Later he explains he just paid them a lot of money.
Our computers used so much electricity that the office was always hot. We left the windows open and blew out the heat with fans, even during the coolest part of the California winter. Our landlord didn’t charge tenants for utilities, instead paying it from his lease revenues. When the heat got my attention, I calculated that the cost of the electricity we used was more than our rent. We were getting paid to be there.
Seems like something the landlord would notice. Though perhaps the metering was done at the building level. So a) the increase wasn’t as dramatic as the increase for PNP’s office space alone, and b) landlord couldn’t tell where increased usage was coming from. But kind of unfair that landlord was losing money on a solvent tenant. Exception to the “rent-seeking” notion ? (Or just revenge on rent-seekers?)

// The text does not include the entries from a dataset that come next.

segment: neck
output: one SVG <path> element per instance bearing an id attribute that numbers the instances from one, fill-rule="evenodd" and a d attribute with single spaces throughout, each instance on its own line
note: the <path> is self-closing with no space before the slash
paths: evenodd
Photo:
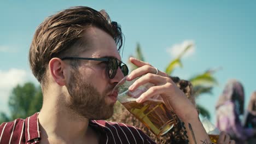
<path id="1" fill-rule="evenodd" d="M 50 100 L 44 99 L 38 116 L 42 139 L 73 142 L 84 140 L 88 130 L 89 119 L 67 107 L 61 102 L 65 100 L 54 99 L 53 95 L 44 97 L 49 98 L 47 96 L 51 96 Z"/>

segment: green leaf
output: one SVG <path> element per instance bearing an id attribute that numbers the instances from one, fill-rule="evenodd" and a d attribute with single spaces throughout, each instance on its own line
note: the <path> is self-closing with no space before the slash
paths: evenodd
<path id="1" fill-rule="evenodd" d="M 200 105 L 197 105 L 196 107 L 199 111 L 199 113 L 204 117 L 206 117 L 208 119 L 211 119 L 211 115 L 209 111 Z"/>
<path id="2" fill-rule="evenodd" d="M 207 73 L 196 75 L 189 80 L 194 87 L 197 86 L 205 86 L 206 87 L 212 87 L 218 85 L 216 79 L 212 75 L 211 73 Z"/>
<path id="3" fill-rule="evenodd" d="M 179 58 L 175 59 L 169 64 L 166 68 L 166 70 L 165 70 L 165 72 L 168 75 L 171 75 L 171 74 L 173 71 L 174 68 L 178 66 L 181 68 L 183 67 L 181 59 Z"/>
<path id="4" fill-rule="evenodd" d="M 165 70 L 165 73 L 166 73 L 166 74 L 171 75 L 174 69 L 177 67 L 179 67 L 181 68 L 183 67 L 183 65 L 181 62 L 181 58 L 191 47 L 192 47 L 192 44 L 188 45 L 174 60 L 171 61 Z"/>

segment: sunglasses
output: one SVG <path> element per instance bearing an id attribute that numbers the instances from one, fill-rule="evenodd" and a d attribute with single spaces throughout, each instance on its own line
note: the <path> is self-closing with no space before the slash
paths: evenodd
<path id="1" fill-rule="evenodd" d="M 65 57 L 61 58 L 61 60 L 88 60 L 88 61 L 96 61 L 101 62 L 107 62 L 108 67 L 107 67 L 106 73 L 109 79 L 112 79 L 117 74 L 117 71 L 118 68 L 120 68 L 122 71 L 124 76 L 126 76 L 129 73 L 129 70 L 126 64 L 122 61 L 118 60 L 114 57 L 106 57 L 106 58 L 87 58 L 87 57 Z"/>

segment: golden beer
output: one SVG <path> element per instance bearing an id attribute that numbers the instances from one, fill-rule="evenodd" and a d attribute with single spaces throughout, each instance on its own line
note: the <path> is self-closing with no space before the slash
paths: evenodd
<path id="1" fill-rule="evenodd" d="M 161 100 L 147 100 L 139 104 L 133 100 L 123 105 L 158 137 L 165 134 L 175 123 L 174 112 L 171 113 Z"/>
<path id="2" fill-rule="evenodd" d="M 212 135 L 212 134 L 208 134 L 209 136 L 211 142 L 213 142 L 214 143 L 217 143 L 218 140 L 219 139 L 219 135 Z"/>

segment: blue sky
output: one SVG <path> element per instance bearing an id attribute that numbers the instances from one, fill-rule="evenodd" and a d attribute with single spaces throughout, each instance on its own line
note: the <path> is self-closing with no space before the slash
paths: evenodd
<path id="1" fill-rule="evenodd" d="M 245 87 L 246 106 L 256 91 L 256 2 L 253 1 L 0 1 L 0 111 L 8 111 L 8 98 L 18 83 L 36 80 L 28 63 L 28 51 L 36 27 L 50 15 L 72 6 L 105 9 L 121 24 L 125 36 L 123 58 L 127 62 L 139 42 L 146 59 L 165 70 L 174 46 L 193 41 L 195 48 L 173 75 L 184 79 L 211 68 L 219 85 L 213 95 L 197 103 L 215 122 L 214 105 L 228 80 Z"/>

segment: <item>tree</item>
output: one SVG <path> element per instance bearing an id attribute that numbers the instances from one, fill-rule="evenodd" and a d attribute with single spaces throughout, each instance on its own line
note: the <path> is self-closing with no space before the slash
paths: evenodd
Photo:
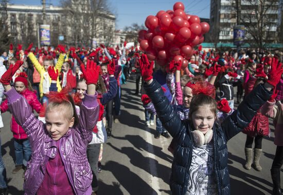
<path id="1" fill-rule="evenodd" d="M 241 5 L 240 21 L 245 26 L 248 42 L 263 48 L 265 44 L 278 40 L 279 0 L 246 0 Z M 244 12 L 243 12 L 244 10 Z"/>
<path id="2" fill-rule="evenodd" d="M 0 1 L 0 51 L 7 51 L 11 41 L 11 34 L 8 24 L 7 6 L 9 0 Z"/>
<path id="3" fill-rule="evenodd" d="M 115 20 L 113 14 L 110 15 L 108 1 L 63 0 L 61 4 L 65 16 L 67 44 L 91 47 L 93 40 L 99 37 L 112 41 L 115 26 L 105 21 Z"/>
<path id="4" fill-rule="evenodd" d="M 124 31 L 126 32 L 126 39 L 128 42 L 137 43 L 138 32 L 140 30 L 145 29 L 146 27 L 143 24 L 139 25 L 137 23 L 134 23 L 132 26 L 126 26 L 124 28 Z"/>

I supposed that both the unknown growth rate and the discount factor in the existing warrant valuation formula could be replaced by the so-called riskless interest rate, namely that which was paid by a US Treasury bill maturing at the warrant expiration date. This converted an unusable formula with unknown quantities into a simple practical trading tool. I began using it for my own account and for my investors in 1967. It performed spectacularly. In 1969, unknown to me, Fischer Black and Myron Scholes, motivated in part by Beat the Market, rigorously proved the identical formula, publishing it
...more
We modified our performance fee of 20 percent of the profits, billed annually, by including a “new high water” provision. This meant that if we had a losing year, we carried forward the losses and used them to offset future profits before we were paid more fees.
This is great. Did this catch on at all in rest of hedge fund community? With 2 & 20, I kind of assume not—never really understood the 2% bit: heavy tax to pay.
Investment opportunities were expanding, too, notably in April 1973 when the new Chicago Board Options Exchange (CBOE), created and managed by the long-established Chicago Board of Trade, began trading options. Before this, options were traded only over the counter (OTC), meaning that would-be buyers or sellers had to use brokers to search on their behalf for someone to take the other side of the trade. It was inefficient, and the brokers charged the customers high fees.
Ah, explains earlier question I had about options vs selling short. Options too were very expensive.
When I asked his lawyer associate how he could ratify such unethical behavior, he said, “They don’t teach ethics in law school.
My shifting mathematical interests were also distancing me professionally from my colleagues in the department at UCI. As is generally true in universities, the research emphasis was on pure mathematics.
Seriously. Still don’t understand how he got by on this probability/gambling stuff. We’re there no applied math faculty then? Might’ve made some sense in that case?
I knew that to maintain PNP’s trading edge I would have to develop my tools for valuing warrants, options, convertible bonds, and other derivative securities rapidly enough to stay ahead of future marching legions of PhDs hungry for academic advancement through publication. Though I had to keep important results secret for the benefit of our investors, I could publicize lesser ideas that I thought would soon be found by others.
Pretty full and rapid transition from academic to mercenary. Kind of question the ethics of his period when he was doing both simultaneously. Then again, plenty of academics keep secrets for fear of rivals catching up and surpassing them too quickly.
Two other computational methods for finding American put prices were eventually published in scholarly journals in 1977.
Interesting that American puts can’t be valued directly but only via computationally intense approximations. Though I guess the whole field of convex optimization is somewhat analogous and no one’s all that upset.